Once the centre is operational, Muslims will be able to choose its president, who should be a Mus­lim, Goulet, who participated in the meeting between French Muslims and Cazeneuve, said.
Al-Sadiq al-Othmani, secretary-general of Supreme Council of Imams and Islamic Affairs in Brazil, said that it was a good thing that a veteran French official, such as Chevènement, had been appointed to head the new organisation.
“His experience and his history in defending France’s stability and se­curity will be valuable,” he said.
“France, as a secular state, is known for its principles of liberty, equality and fraternity. All its citi­zens are equal before the state; there is no difference between a Christian or Muslim or Jew so long as they re­spect the values of the republic.”

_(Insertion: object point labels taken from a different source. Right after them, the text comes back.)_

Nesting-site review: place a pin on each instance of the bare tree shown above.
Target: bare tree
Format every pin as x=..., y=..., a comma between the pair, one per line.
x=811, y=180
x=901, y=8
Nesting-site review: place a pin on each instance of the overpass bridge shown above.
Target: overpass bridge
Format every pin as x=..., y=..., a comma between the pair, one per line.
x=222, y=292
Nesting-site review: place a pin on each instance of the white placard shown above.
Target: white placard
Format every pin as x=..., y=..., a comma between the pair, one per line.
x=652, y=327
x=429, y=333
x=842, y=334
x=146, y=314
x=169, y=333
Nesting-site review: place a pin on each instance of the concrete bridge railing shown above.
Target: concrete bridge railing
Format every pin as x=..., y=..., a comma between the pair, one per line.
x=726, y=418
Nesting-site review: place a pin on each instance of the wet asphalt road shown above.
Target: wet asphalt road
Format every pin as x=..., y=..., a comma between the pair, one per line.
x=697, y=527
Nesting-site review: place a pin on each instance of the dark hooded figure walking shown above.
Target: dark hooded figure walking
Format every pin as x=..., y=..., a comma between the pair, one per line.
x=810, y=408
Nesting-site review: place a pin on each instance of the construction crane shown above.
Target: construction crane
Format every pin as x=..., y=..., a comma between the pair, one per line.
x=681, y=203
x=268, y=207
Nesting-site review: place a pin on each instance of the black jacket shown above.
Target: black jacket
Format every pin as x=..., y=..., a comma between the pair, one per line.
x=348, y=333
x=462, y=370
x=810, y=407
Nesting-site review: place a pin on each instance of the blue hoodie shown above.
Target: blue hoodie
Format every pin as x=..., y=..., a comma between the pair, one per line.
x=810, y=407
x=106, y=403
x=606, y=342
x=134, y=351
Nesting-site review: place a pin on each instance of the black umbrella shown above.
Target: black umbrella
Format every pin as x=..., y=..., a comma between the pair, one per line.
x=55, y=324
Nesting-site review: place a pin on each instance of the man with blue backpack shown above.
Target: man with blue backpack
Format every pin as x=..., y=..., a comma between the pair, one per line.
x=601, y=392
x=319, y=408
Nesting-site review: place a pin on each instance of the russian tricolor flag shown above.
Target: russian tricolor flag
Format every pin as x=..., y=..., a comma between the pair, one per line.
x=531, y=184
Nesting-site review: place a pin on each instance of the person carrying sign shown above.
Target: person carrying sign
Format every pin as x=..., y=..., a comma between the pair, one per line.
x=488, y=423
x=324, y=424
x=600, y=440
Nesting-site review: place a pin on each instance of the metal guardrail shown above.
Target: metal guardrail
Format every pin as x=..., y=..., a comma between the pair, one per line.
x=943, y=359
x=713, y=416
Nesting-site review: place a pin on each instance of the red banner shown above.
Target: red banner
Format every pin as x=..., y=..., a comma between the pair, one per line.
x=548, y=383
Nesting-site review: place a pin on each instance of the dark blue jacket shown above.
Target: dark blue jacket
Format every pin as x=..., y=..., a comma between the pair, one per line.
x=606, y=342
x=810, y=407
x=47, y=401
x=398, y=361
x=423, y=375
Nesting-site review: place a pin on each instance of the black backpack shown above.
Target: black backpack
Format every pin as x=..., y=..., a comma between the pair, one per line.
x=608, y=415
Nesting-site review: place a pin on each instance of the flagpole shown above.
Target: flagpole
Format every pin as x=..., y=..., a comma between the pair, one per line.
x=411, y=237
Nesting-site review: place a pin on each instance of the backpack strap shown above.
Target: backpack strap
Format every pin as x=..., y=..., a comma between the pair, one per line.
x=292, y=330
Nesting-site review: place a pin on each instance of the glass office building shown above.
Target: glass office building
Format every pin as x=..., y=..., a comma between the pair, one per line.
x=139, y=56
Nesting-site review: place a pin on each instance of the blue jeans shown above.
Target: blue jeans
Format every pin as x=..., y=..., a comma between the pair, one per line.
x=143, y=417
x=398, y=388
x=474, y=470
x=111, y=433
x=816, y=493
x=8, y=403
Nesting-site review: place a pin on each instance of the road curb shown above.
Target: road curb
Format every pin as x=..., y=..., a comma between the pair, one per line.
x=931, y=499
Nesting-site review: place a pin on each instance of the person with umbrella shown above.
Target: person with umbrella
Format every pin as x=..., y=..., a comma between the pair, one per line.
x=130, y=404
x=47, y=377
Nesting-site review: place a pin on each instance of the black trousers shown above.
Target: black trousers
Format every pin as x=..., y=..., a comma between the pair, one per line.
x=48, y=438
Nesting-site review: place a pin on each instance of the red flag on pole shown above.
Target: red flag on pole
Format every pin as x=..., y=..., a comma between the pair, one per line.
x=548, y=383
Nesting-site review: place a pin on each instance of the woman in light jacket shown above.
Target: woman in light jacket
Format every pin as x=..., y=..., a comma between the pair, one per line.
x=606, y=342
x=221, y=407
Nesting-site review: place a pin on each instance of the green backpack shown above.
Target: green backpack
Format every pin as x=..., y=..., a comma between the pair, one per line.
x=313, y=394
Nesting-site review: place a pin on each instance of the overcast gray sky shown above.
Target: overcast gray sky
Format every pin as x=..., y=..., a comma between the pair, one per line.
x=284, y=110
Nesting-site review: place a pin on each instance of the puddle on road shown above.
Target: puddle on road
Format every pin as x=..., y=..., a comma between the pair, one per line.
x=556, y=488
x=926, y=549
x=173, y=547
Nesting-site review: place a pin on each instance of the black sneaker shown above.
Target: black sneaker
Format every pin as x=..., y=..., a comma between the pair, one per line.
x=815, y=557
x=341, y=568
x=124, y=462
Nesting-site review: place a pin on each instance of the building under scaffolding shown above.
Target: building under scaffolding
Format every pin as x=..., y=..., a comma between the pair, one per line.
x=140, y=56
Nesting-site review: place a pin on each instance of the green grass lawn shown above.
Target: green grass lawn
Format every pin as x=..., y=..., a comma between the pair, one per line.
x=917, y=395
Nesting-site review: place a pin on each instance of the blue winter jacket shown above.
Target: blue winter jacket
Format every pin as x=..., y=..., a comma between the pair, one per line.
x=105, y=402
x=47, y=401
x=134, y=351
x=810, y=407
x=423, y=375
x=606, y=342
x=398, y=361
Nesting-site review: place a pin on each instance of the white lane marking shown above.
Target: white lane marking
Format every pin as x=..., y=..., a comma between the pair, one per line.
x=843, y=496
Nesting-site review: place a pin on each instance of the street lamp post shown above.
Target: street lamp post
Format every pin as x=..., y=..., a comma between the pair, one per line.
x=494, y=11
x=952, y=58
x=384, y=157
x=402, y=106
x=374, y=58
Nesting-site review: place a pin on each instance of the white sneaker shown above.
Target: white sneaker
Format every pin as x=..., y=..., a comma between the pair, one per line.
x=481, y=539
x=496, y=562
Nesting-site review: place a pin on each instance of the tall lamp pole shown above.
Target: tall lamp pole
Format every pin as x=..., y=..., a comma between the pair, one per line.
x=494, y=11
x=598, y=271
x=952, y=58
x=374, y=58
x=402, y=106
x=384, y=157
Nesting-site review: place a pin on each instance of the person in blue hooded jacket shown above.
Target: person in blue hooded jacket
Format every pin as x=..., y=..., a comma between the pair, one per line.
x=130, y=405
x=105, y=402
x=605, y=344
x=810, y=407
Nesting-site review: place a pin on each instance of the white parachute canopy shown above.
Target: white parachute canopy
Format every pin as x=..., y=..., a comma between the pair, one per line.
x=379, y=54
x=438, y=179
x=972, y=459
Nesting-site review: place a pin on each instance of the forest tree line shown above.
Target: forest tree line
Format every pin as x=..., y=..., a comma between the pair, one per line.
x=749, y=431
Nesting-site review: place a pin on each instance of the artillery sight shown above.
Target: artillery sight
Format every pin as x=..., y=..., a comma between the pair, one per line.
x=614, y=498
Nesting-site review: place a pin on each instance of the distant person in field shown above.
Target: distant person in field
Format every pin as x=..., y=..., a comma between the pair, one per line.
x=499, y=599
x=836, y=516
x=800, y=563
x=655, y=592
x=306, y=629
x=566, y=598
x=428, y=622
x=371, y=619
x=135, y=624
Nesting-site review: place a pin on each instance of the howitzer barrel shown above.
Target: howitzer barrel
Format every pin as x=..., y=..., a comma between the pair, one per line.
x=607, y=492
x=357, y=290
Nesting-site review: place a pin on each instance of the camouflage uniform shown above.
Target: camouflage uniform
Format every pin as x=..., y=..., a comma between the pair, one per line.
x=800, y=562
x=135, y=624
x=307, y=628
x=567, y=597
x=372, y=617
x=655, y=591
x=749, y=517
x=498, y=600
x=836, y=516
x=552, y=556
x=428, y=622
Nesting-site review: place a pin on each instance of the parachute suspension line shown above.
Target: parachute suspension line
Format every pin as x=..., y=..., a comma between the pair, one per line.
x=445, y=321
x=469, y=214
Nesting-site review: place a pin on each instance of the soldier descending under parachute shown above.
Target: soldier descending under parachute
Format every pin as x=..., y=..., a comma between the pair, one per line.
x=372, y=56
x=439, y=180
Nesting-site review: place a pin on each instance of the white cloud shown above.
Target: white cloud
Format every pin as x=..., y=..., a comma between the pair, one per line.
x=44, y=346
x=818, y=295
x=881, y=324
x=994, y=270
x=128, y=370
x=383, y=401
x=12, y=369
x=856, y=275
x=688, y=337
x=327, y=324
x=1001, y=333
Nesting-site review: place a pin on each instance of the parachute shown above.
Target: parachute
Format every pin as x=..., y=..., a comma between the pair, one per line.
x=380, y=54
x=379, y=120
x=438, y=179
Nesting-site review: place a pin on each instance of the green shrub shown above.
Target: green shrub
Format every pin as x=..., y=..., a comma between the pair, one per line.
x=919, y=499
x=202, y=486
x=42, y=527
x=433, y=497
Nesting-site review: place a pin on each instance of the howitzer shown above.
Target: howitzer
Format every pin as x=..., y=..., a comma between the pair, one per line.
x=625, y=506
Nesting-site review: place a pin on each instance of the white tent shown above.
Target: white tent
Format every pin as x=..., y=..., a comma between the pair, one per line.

“France is calling, and it has every right to do so, for a French Islam that is compatible and consistent with the secular values of the state. And when we say a ‘French Islam’, this does not mean that there are differ­ent Islams. What France is calling for is an enlightened formula that is based on the essence of the religion, not an over-literal reliance on juris­tic texts,” he added.